Kekemeliğin herhangi bir ilacı veya ameliyatı yok. Kekemeliği olan bireylere dil ve konuşma terapistleri tarafından kekemelik terapisi uygulanıyor. Kekemelik terapisine genellikle kekemelik ortaya çıktıktan 3-6 ay sonra başlanıyor. Bazı durumlarda, özellikle ailede kekemelik geçmişi varsa ve çocuğun kekemeliği şiddetliyse terapilere hemen başlanması gerekebiliyor. Her bireyin düzelme oranı farklılık gösterse de bütün çocuklar ve yetişkinler terapiden fayda görüyor. Terapi sonrasında bazı çocuklarda kekemelik tamamen ortadan kalkarken, bazıları daha az kekelemelerine yardımcı olacak stratejileri öğreniyorlar. En önemlisi ise kekeleyen bireyler konuşma becerilerinde daha rahat olmaya başlıyorlar.

Çocuklarla yetişkinlerin tedavileri farklılık gösteriyor

Kekemeliği azaltmayı hedefleyen çeşitli terapi teknikleri bulunuyor. Başarının sağlanması için sistematik bir terapi programının uygulanması gerekiyor. Terapi süreci kişinin başarısına, kekemelik şiddetine, terapi programının düzenli ilerleyişine bağlı olarak değişiklik gösteriyor. Kekemelik terapisinin başarısında kişinin yaşı da önem taşıyor. Küçük çocuklar kekemeliğin henüz başında olmaları nedeniyle avantajlıyken yetişkin bireyler de terapi tekniklerini uygulamada daha bilinçli davranabildikleri için avantajlı konuma gelebiliyorlar.

Kekemeliği abartmak da yanlış, yokmuş gibi davranmak da

Ailenin kekemelik karşısındaki davranışı önem taşıyor.

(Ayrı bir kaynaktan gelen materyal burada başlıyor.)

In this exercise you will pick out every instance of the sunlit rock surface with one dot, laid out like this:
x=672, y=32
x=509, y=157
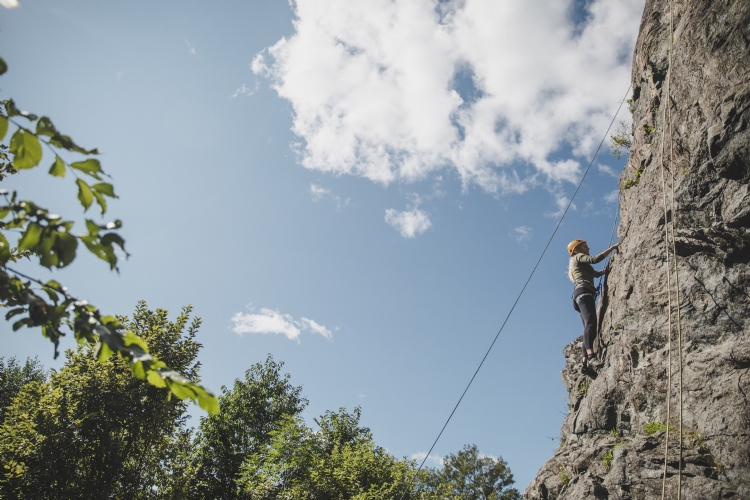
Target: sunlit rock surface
x=605, y=451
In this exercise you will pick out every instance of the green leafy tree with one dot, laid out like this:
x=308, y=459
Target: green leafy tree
x=95, y=431
x=248, y=414
x=340, y=461
x=13, y=376
x=48, y=237
x=467, y=475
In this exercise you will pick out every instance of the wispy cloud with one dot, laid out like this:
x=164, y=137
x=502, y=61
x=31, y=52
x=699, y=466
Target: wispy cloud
x=435, y=460
x=409, y=223
x=272, y=321
x=245, y=90
x=523, y=234
x=397, y=91
x=605, y=169
x=318, y=193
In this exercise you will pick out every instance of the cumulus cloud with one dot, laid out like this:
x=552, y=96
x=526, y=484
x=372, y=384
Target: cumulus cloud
x=396, y=91
x=245, y=90
x=409, y=223
x=523, y=234
x=273, y=321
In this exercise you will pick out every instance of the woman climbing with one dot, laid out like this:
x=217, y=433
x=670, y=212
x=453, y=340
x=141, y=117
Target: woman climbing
x=582, y=274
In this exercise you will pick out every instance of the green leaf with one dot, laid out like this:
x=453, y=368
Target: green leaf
x=58, y=168
x=30, y=237
x=90, y=166
x=4, y=249
x=101, y=201
x=26, y=148
x=85, y=196
x=113, y=238
x=92, y=227
x=11, y=109
x=44, y=127
x=65, y=247
x=105, y=188
x=3, y=126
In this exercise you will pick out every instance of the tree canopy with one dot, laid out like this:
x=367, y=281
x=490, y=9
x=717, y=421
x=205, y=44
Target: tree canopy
x=51, y=239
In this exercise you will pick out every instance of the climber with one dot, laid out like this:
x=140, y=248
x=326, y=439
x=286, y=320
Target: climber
x=582, y=274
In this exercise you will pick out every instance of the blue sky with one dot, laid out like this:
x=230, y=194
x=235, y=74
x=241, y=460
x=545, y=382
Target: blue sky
x=368, y=184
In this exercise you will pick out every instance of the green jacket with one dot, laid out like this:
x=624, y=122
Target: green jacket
x=582, y=272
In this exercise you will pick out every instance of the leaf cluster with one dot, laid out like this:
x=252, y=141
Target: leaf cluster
x=52, y=240
x=111, y=435
x=339, y=460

Aile çocuğunda kekemelik davranışlarını gözlemlediğinde çocuğun endişesini arttıracak tutumlar sergilememeli. Ancak çocuğun kekemeliğini tamamen görmezden gelmek de doğru bir davranış değil. Çünkü çocuğun dünyasında anne ve baba zor zamanlarında yanında olan, ona yardımcı olan kişilerdir ve kekeleme anlarında da çocuk zor bir durumun içerisindedir. Aile çocuğa karşı davranışlarını dil ve konuşma terapistinden danışmanlık alarak düzenlemelidir. Terapinin aşamasına bağlı olarak ailenin çocuğa karşı tutumları değişiklik gösterebiliyor.

Kekemeliği tabu gibi görmeyin

Çocuğun çevresi sadece anne-baba ve yakın akrabalardan oluşmuyor. Çocuğun çevresindeki herkesin davranışlarını düzenlemek mümkün olmayabiliyor. Özellikle okul ortamındaki çocuklardan acımasız eleştiriler duyulabiliyor. Bu nedenle çocuğu kekemelik konusunda bilinçlendirmek çok önemli. Toplumda kekemelik rahatlıkla fark edilen ama üzerine kesinlikle konuşulmayan bir tabu. Çocuklarımızla kekemelik üzerine konuşmak onların kendi dünyalarında yarattıkları korkuları yenmelerine yardımcı oluyor.